The Movement Towards Socialism
and the leadership of Evo Morales emerged through the construction of
this indigenised nationalism.
Faced with this, the elites
have once again raised the flag of mestizaje as Bolivia's reason for
being. But if in the '50s, mestizaje was conceived of within an anti-oligarchic
and transformative discourse, today it has a defensive and conservative
character – in front of the displacement, sometimes more illusory
than real, of the middle classes from public posts, a principal space
for its reproduction – and foreign to the egalitarian sense that
came along with the idea of constructing a shared project for the country.
The urban middle and educated sectors who today proclaim that "we
are all mestizos" seem to forget that in Bolivia there exists both
"white mestizos" and "indian mestizos" or , expressed
in a more modern terminology, "criollo-mestizos" and "cholos".

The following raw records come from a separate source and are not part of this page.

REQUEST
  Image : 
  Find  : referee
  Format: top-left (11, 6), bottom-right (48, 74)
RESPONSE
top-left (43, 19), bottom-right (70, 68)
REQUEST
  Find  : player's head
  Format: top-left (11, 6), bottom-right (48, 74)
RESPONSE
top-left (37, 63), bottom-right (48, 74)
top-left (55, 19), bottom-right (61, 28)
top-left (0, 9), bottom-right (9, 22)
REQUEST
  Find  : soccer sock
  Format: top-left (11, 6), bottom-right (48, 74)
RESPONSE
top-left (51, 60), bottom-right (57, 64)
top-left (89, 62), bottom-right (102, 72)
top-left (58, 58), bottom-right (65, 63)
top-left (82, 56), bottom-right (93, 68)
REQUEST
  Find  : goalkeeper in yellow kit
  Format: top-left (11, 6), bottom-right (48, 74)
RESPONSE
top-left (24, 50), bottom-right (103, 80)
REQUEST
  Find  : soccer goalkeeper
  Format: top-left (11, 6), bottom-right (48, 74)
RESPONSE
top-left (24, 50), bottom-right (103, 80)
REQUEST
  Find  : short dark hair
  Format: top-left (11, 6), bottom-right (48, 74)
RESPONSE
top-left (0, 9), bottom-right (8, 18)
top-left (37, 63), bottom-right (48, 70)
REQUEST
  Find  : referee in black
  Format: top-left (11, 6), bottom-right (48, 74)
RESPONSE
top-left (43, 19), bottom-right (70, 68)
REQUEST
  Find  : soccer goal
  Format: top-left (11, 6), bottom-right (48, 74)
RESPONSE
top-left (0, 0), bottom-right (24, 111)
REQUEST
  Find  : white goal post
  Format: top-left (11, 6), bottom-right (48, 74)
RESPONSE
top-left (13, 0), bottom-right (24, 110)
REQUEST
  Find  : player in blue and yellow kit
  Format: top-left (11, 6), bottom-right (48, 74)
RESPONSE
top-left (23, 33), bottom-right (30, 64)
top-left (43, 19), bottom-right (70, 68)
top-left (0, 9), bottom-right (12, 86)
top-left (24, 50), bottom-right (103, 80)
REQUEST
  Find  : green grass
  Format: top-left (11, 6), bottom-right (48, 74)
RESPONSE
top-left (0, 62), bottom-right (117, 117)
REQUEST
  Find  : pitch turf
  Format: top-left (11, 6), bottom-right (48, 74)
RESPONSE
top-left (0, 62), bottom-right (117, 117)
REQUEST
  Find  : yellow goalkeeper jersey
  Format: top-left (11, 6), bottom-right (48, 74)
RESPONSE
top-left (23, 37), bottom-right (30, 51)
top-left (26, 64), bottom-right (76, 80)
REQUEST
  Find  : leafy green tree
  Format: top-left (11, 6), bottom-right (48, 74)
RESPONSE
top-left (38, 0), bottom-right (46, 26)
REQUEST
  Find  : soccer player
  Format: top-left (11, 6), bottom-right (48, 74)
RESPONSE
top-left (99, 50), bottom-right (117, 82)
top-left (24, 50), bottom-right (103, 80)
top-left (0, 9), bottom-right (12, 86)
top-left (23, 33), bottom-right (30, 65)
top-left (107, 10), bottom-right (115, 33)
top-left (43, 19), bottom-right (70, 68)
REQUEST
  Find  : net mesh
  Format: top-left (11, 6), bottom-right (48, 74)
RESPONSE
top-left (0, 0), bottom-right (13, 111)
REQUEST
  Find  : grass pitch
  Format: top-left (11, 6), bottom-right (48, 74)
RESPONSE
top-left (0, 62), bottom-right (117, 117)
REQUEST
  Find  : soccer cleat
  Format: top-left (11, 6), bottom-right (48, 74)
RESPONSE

In this context, Evo Morales
expresses the sentiments of these "indian mestizos", who continue
to be discriminated against and excluded from "legitimate"
spaces of social life, and segregated into the periphery of the cities
or the slopes of the hills, considered to be "dangerous neighbourhoods".

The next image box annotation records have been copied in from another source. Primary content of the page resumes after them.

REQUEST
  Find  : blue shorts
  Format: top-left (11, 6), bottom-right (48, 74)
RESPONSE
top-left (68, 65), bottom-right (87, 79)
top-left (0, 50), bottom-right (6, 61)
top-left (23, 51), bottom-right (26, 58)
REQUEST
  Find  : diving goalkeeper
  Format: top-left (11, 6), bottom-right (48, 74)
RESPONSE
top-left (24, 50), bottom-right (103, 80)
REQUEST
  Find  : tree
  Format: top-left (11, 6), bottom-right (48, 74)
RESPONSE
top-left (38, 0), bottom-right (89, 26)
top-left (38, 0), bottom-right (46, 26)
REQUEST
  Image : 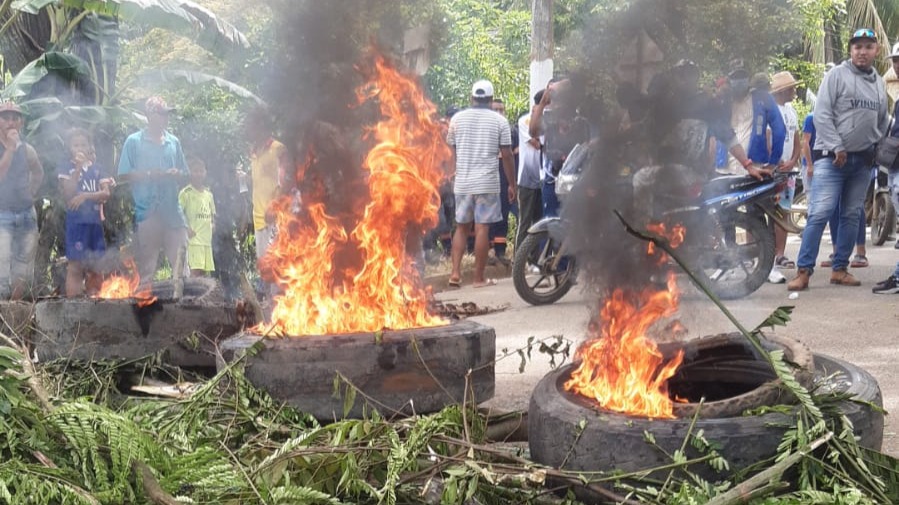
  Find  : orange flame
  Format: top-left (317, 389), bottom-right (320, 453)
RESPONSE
top-left (256, 51), bottom-right (450, 336)
top-left (565, 273), bottom-right (683, 419)
top-left (95, 261), bottom-right (156, 307)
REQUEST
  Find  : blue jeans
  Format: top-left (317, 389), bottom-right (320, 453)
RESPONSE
top-left (0, 208), bottom-right (37, 300)
top-left (796, 153), bottom-right (871, 271)
top-left (829, 197), bottom-right (867, 245)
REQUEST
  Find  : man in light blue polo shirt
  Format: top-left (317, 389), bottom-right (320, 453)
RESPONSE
top-left (119, 96), bottom-right (188, 282)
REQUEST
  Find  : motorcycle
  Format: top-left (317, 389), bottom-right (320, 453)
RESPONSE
top-left (512, 144), bottom-right (589, 305)
top-left (865, 166), bottom-right (897, 245)
top-left (512, 146), bottom-right (798, 305)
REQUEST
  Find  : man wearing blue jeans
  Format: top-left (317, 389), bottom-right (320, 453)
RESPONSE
top-left (787, 29), bottom-right (890, 291)
top-left (0, 102), bottom-right (44, 300)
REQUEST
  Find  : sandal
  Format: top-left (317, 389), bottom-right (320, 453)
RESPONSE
top-left (774, 256), bottom-right (796, 270)
top-left (849, 254), bottom-right (868, 268)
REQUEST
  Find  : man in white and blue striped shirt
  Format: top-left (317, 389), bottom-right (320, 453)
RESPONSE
top-left (446, 80), bottom-right (517, 288)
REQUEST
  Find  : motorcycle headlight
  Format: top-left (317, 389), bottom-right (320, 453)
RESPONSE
top-left (556, 174), bottom-right (580, 195)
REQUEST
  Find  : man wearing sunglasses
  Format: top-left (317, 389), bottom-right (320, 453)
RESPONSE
top-left (787, 28), bottom-right (890, 291)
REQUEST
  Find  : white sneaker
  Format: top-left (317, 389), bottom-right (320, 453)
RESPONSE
top-left (768, 266), bottom-right (787, 284)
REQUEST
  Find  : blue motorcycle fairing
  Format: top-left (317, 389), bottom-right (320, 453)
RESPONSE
top-left (528, 217), bottom-right (566, 242)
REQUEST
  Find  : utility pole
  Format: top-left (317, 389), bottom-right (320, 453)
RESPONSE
top-left (528, 0), bottom-right (555, 105)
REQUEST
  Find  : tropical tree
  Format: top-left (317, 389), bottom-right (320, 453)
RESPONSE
top-left (425, 0), bottom-right (531, 117)
top-left (0, 0), bottom-right (254, 296)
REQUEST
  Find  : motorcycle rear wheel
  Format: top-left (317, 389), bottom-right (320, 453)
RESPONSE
top-left (871, 192), bottom-right (896, 245)
top-left (512, 232), bottom-right (577, 305)
top-left (694, 212), bottom-right (774, 300)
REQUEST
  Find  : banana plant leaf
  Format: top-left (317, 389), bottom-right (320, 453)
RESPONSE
top-left (59, 0), bottom-right (250, 58)
top-left (10, 0), bottom-right (57, 14)
top-left (137, 70), bottom-right (265, 105)
top-left (0, 51), bottom-right (90, 100)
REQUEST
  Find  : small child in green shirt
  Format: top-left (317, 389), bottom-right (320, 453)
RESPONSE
top-left (178, 158), bottom-right (215, 277)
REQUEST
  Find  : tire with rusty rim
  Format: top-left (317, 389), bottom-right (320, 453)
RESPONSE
top-left (528, 355), bottom-right (883, 502)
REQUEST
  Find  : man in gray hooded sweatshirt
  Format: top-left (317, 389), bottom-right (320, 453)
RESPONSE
top-left (787, 28), bottom-right (890, 291)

Nevertheless, one should not lose sight of the fact that this indigenous
mestizaje, far from promoting a "return to ancestral times",
is inserted into the processes of modernisation, urbanisation, social
differentiation, capital accumulation (fundamentally mercantile) and
cultural hybridisation: today the majority of Bolivians (60%) live in
the cities, despite the fact that they have not completely broken with
rural life (many maintain their land), nor Aymara or Quechua culture.
The fact that Indigenous hip hop is expanding in El Alto, a city where
82% of the population self-identifies as indigenous, speaks volumes
of this complex articulation between the local and the global.

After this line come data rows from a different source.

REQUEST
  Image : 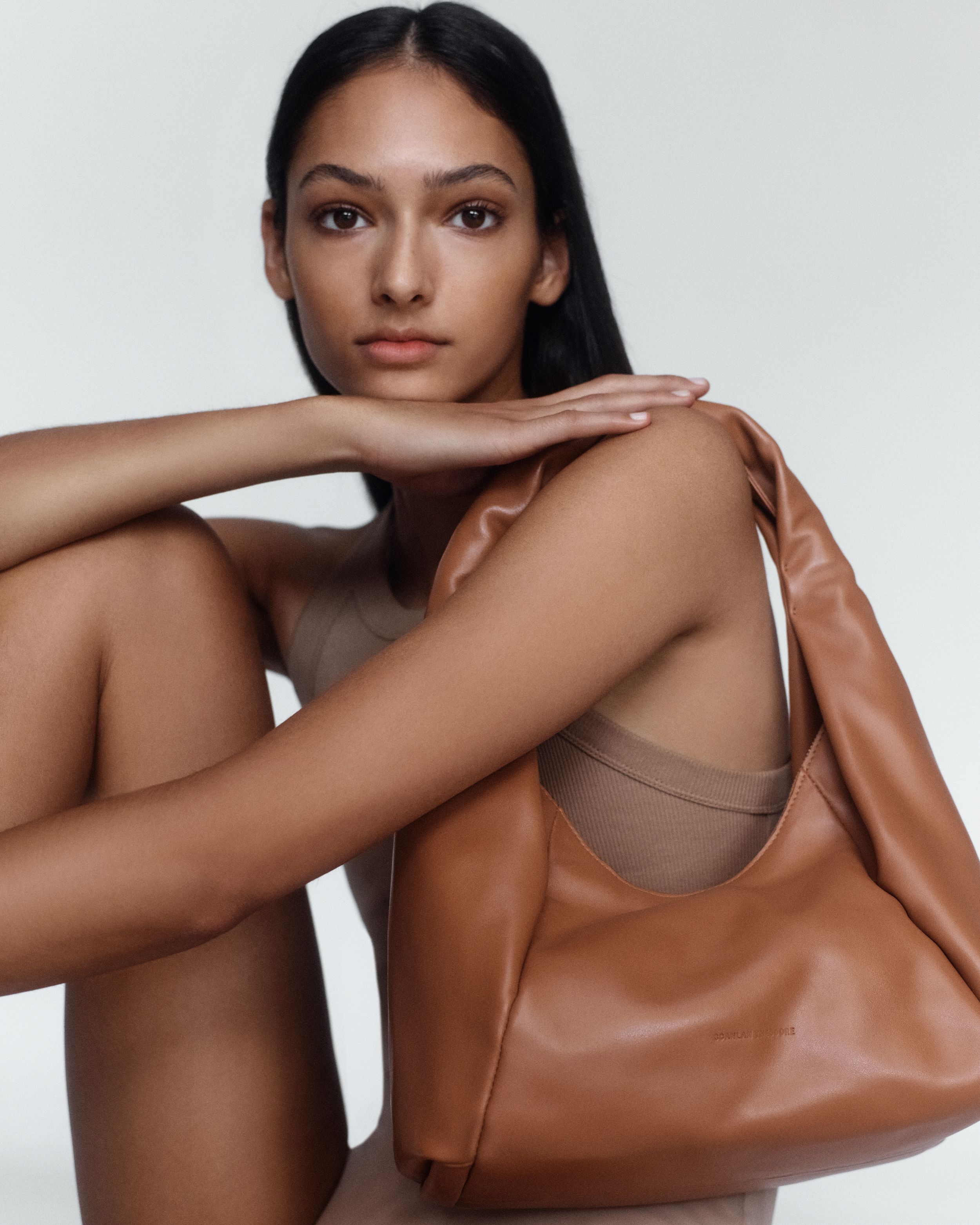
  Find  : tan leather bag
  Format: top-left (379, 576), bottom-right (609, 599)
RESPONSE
top-left (388, 404), bottom-right (980, 1208)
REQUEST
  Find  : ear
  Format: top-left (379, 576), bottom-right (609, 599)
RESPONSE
top-left (262, 200), bottom-right (295, 301)
top-left (530, 225), bottom-right (570, 306)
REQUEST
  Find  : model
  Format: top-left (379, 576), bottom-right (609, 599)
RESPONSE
top-left (0, 4), bottom-right (789, 1225)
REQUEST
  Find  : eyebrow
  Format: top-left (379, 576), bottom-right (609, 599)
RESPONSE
top-left (299, 162), bottom-right (517, 191)
top-left (424, 162), bottom-right (517, 191)
top-left (299, 162), bottom-right (383, 191)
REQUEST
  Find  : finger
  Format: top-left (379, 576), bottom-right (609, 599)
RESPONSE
top-left (537, 375), bottom-right (711, 405)
top-left (497, 409), bottom-right (650, 459)
top-left (507, 388), bottom-right (695, 420)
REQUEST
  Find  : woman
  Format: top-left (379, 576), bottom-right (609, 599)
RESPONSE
top-left (0, 4), bottom-right (788, 1225)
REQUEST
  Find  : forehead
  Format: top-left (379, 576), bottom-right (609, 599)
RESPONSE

Despite the fact that in Bolivia "we are all mestizos", the
whiteness of skin colour, dress, economic and cultural practices and
the origins of one's surnames continue to constitute very real boundaries
in the construction of social imagery and mechanisms of domination,
today eroded – but not eliminated – by this indigenous political
eruption and the arrival to power of MAS. All this poses a number of
questions. Amongst them: How much does the proposal of indigenous autonomies
take into consideration these diffuse boundaries between indigenous
and mestizo? Is the proposal for autonomy – generally a demand
raised by minorities, but in this case, by an indigenous majority –
correct? Is there a need to make indigenous peoples autonomous or to
indianise the state?
The Chapare, where Evo Morales
migrated to with his family and began his trade union and political
career, is one expressions of this cultural indigenous mestizaje. We
can add to this the political mestizaje between campesino unions –
consolidated in the '50s in the image of, and similar to, workers' unions
– and communitarian traditions. The current president was formed
politically in the coca grower unions and his indigenist revendication
appears more like Nelson Mandela's denouncement of apartheid –
a demand of inclusion, recognition and possibilities to access power
by a national majority segregated for ethnic reasons – that the
revendication of a return to the ayllu.
On the other hand, the ethno-cultural reaffirmation that Evo Morales
has promoted, traverses through the union culture's own pragmatism and
an energetic anti-imperialist position, whose material base was the
struggle between campesinos and the police forces and military who attempted
to eradicate the coca leaf with US support. To capture this double ideological
dimension – articulation of the national-popular with the ethno-cultural,
and with ruptures and continuities with the past – is the reason
why we talk about MAS as a new "indigenous nationalism", removed
from the "communitarianist" romanticism of the NGOs and the
illusory "mestizaje" of the illustrated middle classes.